Tadarus yang dilakukan di Masjid Istiqlal itu dilakukan secara bersama-sama. Lebih dari sepuluhan orang hadir menyimak dan mendengarkan. Lalu, ada ustad/kiai yang membenarkan, jika orang yang membaca keliru/salah. Jadi ada unsur “pembenaran”. Kemudian, orang yang membaca/bertadarus cukup dengan dua hingga tiga ayat yang dibaca. Artinya, bergiliran orang yang membaca.

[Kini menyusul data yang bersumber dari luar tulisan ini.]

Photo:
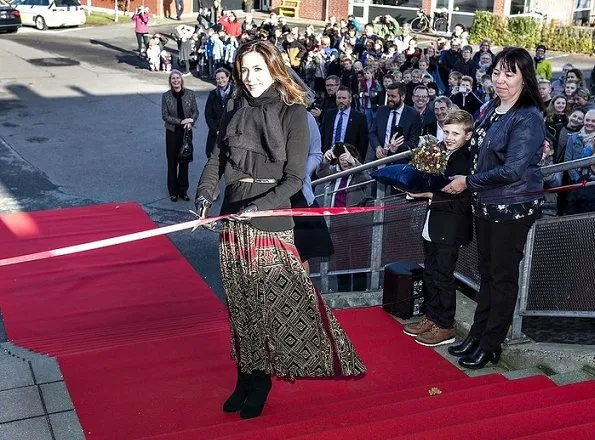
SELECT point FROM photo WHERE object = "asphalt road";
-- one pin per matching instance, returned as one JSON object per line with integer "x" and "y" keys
{"x": 93, "y": 133}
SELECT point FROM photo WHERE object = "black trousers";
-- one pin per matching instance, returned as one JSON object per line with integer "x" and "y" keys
{"x": 440, "y": 291}
{"x": 500, "y": 250}
{"x": 143, "y": 41}
{"x": 179, "y": 8}
{"x": 177, "y": 171}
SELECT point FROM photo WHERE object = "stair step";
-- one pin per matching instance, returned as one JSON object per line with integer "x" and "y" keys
{"x": 457, "y": 414}
{"x": 571, "y": 377}
{"x": 276, "y": 413}
{"x": 526, "y": 372}
{"x": 363, "y": 415}
{"x": 534, "y": 422}
{"x": 488, "y": 370}
{"x": 576, "y": 432}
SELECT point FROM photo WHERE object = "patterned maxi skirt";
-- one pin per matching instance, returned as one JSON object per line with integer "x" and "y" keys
{"x": 279, "y": 322}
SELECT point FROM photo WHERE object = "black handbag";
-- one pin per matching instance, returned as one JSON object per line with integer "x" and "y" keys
{"x": 186, "y": 149}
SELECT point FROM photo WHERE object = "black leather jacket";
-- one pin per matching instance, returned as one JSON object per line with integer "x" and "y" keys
{"x": 508, "y": 162}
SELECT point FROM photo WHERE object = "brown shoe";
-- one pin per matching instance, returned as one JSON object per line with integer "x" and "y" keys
{"x": 436, "y": 336}
{"x": 419, "y": 327}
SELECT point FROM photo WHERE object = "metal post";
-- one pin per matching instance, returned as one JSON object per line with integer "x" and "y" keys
{"x": 515, "y": 335}
{"x": 377, "y": 234}
{"x": 324, "y": 284}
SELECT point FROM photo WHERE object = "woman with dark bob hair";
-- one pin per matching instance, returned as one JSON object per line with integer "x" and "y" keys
{"x": 506, "y": 181}
{"x": 279, "y": 323}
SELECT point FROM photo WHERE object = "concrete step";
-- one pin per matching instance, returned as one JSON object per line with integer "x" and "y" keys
{"x": 571, "y": 377}
{"x": 44, "y": 368}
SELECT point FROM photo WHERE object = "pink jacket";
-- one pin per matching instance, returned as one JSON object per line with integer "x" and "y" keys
{"x": 141, "y": 23}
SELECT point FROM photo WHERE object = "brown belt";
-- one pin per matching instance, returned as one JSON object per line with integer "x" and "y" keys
{"x": 251, "y": 180}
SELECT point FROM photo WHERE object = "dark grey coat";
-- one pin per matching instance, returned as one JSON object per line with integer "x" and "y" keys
{"x": 169, "y": 109}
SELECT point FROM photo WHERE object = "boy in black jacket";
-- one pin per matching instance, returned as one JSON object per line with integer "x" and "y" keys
{"x": 449, "y": 224}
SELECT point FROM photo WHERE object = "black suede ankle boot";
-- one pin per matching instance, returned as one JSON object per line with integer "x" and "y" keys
{"x": 238, "y": 397}
{"x": 261, "y": 384}
{"x": 464, "y": 348}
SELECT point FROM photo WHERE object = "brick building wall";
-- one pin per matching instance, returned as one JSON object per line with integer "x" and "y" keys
{"x": 156, "y": 7}
{"x": 315, "y": 9}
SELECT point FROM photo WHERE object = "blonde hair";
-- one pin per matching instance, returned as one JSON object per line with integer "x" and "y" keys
{"x": 551, "y": 110}
{"x": 459, "y": 117}
{"x": 291, "y": 92}
{"x": 172, "y": 73}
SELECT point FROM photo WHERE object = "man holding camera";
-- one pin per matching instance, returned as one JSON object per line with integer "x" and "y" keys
{"x": 397, "y": 126}
{"x": 141, "y": 29}
{"x": 329, "y": 102}
{"x": 344, "y": 124}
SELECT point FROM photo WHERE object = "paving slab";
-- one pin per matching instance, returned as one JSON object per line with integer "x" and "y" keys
{"x": 45, "y": 368}
{"x": 571, "y": 377}
{"x": 66, "y": 426}
{"x": 15, "y": 372}
{"x": 30, "y": 429}
{"x": 20, "y": 403}
{"x": 56, "y": 397}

Gaya seperti itu, menurut saya adalah tadarus, yang sesuai dengan arti dari tadarus yaitu saling mempelajari, meneliti, menelaah, mengkaji, dan mengambil pelajaran. Tadarus secara bahasa berasal dari kata darusa yadrusu darsan. Mengikuti wazan fa’ala yaf’ulu fa’lan. Lafal darusa, ada tambahan huruf ta sehingga menjadi tadarosa yatadarusu, mengikuti wazan tafa’ala yatafa’lu. Maknanya yaitu lil mu syarokati baina itsnaini fa aksaro, artinya persekutuan timbal balik antara dua orang atau lebih. Sehingga, tadarus bermakna saling belajar, saling meneliti, saling menelaah, dan saling mengkaji. Berarti pula, minimal dilakukan oleh dua orang/subjek. Berarti tidak ada target khatam dalam bertadarus. Yang penting benar, paham, dan dimengerti. Jika saya mencontohkan tadarus yang sesuai arti dari tadarus adalah gaya tadarus yang dilakukan oleh masjid Istiqlal.
Saya membayangkan bisa jadi, tadarus pertama yang dilakukan oleh manusia yaitu tadarusnya Nabi Muhammad SAW bersama Malaikat Jibril sewaktu di Gua Hiro dengan surat Al-‘Alaq ayat 1 hingga 5. Bayangkan, membaca ayat 1 hingga 5 saja, memiliki kesan yang begitu mendalam hingga mengena di hati Nabi Muhammad Saw. Malaikat Jibril sebagai guru/kiai dari Nabi Muhammad Saw. Oleh karenanya, dalam bertadarus perlu dipersiapkan mentalnya terlebih dahulu.
Adapun syarat bertadarus adalah (minimal) bisa membaca Al-Qur’an. Tidak mungkin bertadarus, tanpa bisa membaca Al-Qur’an. Oleh karenanya, carilah guru/ustad/kiai yang bersedia mengantarkan belajar membaca, memahami, dan melakukan ajaran-ajaran isi Al-Qur’an, sebagaimana Malaikat Jibril sebagai guru/kiai dari Nabi Muhammad Saw selaku muridnya.
Semarang, 15 April 2023
Ditulis di Rumah jam 14.15 – 14.30 Wib.